14.2 Overgangsrecht gebruik
  • a. Het gebruik van grond en bouwwerken dat bestond op het tijdstip van inwerkingtreding van het bestemmingsplan en hiermee in strijd is, mag worden voortgezet.
  • b. Het is verboden het met het bestemmingsplan strijdige gebruik, bedoeld in het eerste lid, te veranderen of te laten veranderen in een ander met dat plan strijdig gebruik, tenzij door deze verandering de afwijking naar aard en omvang wordt verkleind.
  • c.
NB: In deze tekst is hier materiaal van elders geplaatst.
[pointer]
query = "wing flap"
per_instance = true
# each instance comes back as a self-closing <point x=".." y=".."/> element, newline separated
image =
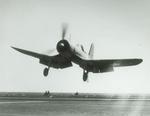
<point x="30" y="53"/>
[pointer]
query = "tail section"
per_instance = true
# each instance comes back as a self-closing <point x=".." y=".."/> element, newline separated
<point x="91" y="51"/>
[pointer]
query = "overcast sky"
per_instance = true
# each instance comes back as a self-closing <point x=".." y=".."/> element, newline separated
<point x="118" y="28"/>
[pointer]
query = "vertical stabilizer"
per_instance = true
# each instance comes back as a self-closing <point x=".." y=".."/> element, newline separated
<point x="91" y="51"/>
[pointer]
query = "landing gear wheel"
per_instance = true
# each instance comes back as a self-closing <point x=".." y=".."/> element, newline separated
<point x="45" y="72"/>
<point x="85" y="75"/>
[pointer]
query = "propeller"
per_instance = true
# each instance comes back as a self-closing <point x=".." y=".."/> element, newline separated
<point x="64" y="30"/>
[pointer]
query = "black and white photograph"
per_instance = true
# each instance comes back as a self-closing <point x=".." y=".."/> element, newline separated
<point x="74" y="58"/>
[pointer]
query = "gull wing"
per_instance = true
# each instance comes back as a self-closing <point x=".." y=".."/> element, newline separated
<point x="108" y="65"/>
<point x="56" y="61"/>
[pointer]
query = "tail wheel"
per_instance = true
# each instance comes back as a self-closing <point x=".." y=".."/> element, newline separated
<point x="85" y="75"/>
<point x="45" y="72"/>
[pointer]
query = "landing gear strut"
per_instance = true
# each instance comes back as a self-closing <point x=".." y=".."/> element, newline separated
<point x="85" y="75"/>
<point x="45" y="71"/>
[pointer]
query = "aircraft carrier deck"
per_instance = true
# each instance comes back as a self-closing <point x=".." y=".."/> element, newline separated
<point x="73" y="104"/>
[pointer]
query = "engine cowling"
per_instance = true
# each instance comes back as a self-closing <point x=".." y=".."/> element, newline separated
<point x="63" y="46"/>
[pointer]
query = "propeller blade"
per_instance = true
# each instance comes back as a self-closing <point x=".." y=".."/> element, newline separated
<point x="64" y="30"/>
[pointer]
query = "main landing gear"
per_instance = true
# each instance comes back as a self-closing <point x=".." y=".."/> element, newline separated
<point x="45" y="71"/>
<point x="85" y="75"/>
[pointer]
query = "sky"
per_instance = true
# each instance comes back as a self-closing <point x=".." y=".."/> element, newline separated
<point x="118" y="29"/>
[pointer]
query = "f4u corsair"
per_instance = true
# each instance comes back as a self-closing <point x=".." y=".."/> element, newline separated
<point x="68" y="54"/>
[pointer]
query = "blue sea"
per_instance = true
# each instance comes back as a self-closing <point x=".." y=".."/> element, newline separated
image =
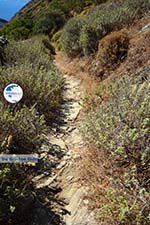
<point x="8" y="8"/>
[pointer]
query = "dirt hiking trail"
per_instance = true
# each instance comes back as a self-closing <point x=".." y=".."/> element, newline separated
<point x="67" y="144"/>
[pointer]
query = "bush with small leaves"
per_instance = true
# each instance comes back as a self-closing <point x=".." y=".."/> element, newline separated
<point x="15" y="192"/>
<point x="56" y="40"/>
<point x="70" y="37"/>
<point x="21" y="131"/>
<point x="109" y="17"/>
<point x="113" y="48"/>
<point x="41" y="81"/>
<point x="120" y="126"/>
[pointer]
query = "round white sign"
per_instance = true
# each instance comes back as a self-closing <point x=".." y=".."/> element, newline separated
<point x="13" y="93"/>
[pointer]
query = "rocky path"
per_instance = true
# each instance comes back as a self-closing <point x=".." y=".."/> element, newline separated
<point x="69" y="207"/>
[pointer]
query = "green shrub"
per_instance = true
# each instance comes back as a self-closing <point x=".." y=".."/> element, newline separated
<point x="25" y="128"/>
<point x="120" y="126"/>
<point x="15" y="190"/>
<point x="29" y="51"/>
<point x="106" y="18"/>
<point x="70" y="37"/>
<point x="56" y="40"/>
<point x="113" y="48"/>
<point x="121" y="123"/>
<point x="32" y="69"/>
<point x="41" y="87"/>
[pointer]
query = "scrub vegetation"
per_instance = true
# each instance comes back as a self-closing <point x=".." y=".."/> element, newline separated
<point x="108" y="36"/>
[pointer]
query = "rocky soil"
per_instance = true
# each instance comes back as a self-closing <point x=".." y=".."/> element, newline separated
<point x="62" y="199"/>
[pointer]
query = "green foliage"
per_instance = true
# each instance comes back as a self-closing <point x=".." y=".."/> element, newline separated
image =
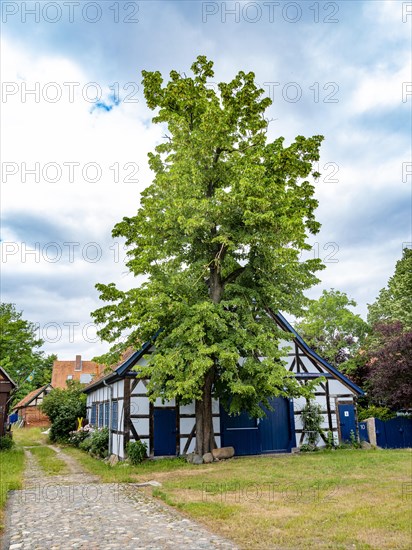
<point x="96" y="443"/>
<point x="77" y="437"/>
<point x="312" y="419"/>
<point x="332" y="329"/>
<point x="330" y="440"/>
<point x="217" y="242"/>
<point x="394" y="302"/>
<point x="6" y="443"/>
<point x="383" y="413"/>
<point x="19" y="352"/>
<point x="355" y="444"/>
<point x="136" y="451"/>
<point x="218" y="234"/>
<point x="64" y="407"/>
Indien het gebruik, bedoeld in het eerste lid, na het tijdstip van inwerkingtreding van het plan voor een periode langer dan een jaar wordt onderbroken, is het verboden dit gebruik daarna te hervatten of te laten hervatten.
  • d. Het eerste lid is niet van toepassing op het gebruik dat reeds in strijd was met het voorheen geldende bestemmingsplan, daaronder begrepen de overgangsbepalingen van dat plan.

Artikel 15 Slotregel

Deze regels worden aangehaald als regels van het bestemmingsplan "De Boogerd".